A copper wire of length 1m and radius 1mm is connected in series with another wire of iron of length 2 m and radius 3 mm. A steady current is passed through this combination. The ratio of current densities in copper and iron wires will be

• A. 18:1
• B. 9:1
• C. 6:1
• D. 2:3

Answer 1

Answer: (B)

Step 1: Given that

Length of copper wire= $1m$

Radius of copper wire= $1mm$ = $\frac{1}{1000}m=0.001m$

The length of iron wire= $2m$

Radius of the iron wire= $3mm=0.003m$

Step 2: Determination of the ratio of the current density of copper wire to the iron wire:

The current density of a conductor is given by,

$j=\frac{I}{A}$

Where$\text{I}$is the current in the conductor and $\text{A}$ is the area of cross-section of the conductor.

As the conductors are connected in series, each will have the same flow of electric current.

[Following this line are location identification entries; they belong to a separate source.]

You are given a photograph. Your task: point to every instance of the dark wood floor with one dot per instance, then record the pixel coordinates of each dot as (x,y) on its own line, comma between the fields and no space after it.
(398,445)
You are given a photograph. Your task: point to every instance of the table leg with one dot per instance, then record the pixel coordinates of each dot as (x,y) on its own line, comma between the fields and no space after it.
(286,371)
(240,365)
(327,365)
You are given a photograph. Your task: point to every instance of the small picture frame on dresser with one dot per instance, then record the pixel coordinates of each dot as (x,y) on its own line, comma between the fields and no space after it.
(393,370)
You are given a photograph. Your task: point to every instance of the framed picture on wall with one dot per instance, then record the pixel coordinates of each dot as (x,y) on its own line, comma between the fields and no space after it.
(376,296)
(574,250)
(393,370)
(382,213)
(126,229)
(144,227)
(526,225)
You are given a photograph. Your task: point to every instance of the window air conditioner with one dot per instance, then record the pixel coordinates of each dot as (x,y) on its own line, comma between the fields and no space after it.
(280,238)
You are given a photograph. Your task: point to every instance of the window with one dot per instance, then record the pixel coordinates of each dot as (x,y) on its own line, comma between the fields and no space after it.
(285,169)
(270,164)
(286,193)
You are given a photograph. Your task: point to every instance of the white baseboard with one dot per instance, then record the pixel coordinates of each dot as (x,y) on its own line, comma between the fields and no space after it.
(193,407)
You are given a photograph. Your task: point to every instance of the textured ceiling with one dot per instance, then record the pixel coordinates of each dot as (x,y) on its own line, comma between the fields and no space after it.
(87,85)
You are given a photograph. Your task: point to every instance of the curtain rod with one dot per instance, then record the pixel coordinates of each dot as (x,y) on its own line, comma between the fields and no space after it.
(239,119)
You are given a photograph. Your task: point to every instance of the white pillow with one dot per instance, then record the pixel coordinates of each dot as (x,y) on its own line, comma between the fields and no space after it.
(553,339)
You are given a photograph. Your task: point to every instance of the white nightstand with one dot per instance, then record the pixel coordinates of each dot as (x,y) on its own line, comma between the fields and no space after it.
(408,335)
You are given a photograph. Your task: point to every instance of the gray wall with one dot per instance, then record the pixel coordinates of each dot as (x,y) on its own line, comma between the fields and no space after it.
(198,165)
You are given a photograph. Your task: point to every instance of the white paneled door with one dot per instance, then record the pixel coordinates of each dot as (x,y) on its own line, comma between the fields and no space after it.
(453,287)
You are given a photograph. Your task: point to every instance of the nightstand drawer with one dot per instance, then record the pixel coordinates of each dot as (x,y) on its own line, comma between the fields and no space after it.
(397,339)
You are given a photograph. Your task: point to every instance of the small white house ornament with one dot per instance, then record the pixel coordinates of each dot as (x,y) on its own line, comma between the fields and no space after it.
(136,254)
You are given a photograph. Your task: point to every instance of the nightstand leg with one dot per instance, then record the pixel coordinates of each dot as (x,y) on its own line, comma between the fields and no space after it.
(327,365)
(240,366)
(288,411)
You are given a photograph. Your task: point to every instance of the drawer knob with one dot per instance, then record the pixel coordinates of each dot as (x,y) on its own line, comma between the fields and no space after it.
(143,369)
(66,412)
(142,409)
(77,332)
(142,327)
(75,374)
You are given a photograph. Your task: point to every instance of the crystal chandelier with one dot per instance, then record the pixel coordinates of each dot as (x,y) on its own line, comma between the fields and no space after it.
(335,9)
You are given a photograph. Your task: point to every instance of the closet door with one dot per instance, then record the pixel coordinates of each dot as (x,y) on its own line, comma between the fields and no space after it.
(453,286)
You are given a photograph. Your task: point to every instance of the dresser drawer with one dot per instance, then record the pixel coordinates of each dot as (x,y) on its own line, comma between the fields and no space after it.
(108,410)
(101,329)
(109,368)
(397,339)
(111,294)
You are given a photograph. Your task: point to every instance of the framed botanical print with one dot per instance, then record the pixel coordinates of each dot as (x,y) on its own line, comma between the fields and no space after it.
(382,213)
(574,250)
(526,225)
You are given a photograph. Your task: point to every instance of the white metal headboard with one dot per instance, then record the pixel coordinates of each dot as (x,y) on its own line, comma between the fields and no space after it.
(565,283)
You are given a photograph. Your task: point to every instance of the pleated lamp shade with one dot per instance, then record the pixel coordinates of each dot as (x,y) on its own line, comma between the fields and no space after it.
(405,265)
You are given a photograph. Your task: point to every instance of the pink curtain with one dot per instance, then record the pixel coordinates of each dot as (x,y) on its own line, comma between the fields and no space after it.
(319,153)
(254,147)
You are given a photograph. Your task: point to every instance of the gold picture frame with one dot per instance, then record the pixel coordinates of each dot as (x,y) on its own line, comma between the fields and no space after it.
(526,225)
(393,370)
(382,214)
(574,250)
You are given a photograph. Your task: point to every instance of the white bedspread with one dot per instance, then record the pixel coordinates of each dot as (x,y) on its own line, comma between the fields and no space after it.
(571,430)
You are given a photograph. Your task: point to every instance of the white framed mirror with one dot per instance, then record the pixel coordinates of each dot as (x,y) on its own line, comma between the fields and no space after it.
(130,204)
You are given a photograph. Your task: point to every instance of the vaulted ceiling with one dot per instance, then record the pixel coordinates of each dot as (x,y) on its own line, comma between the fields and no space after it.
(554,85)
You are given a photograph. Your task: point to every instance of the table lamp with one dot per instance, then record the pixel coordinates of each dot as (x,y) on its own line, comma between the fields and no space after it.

Let $I$ be the electric current in both the conductors then,

Current density of copper wire is given by

$j_{copper}=\frac{I}{\pi {\left(r_{copper}\right)}^2}$

$j_{copper}=\frac{I}{\pi {\left(0.001m\right)}^2}$

$j_{copper}=\frac{I}{\pi \times \frac{1}{1000\times 1000}}$

$j_{copper}=\frac{{10}^{6}I}{\pi }$

And current density of iron is given by;

$j_{iron}=\frac{I}{\pi {\left(0.003m\right)}^2}$

$j_{iron}=\frac{I}{\pi \times \frac{9}{1000000}}$

$j_{iron}=\frac{{10}^{6}I}{9\pi }$

Now,

$\frac{j_{copper}}{j_{iron}}=\frac{{10}^{6}I}{\pi }\times \frac{9\pi }{{10}^{6}I}$

$\frac{j_{copper}}{j_{iron}}=\frac{9}{1}$

$j_{copper}:j_{iron}=9:1$

Thus,

Option A) 9:1 is the correct option.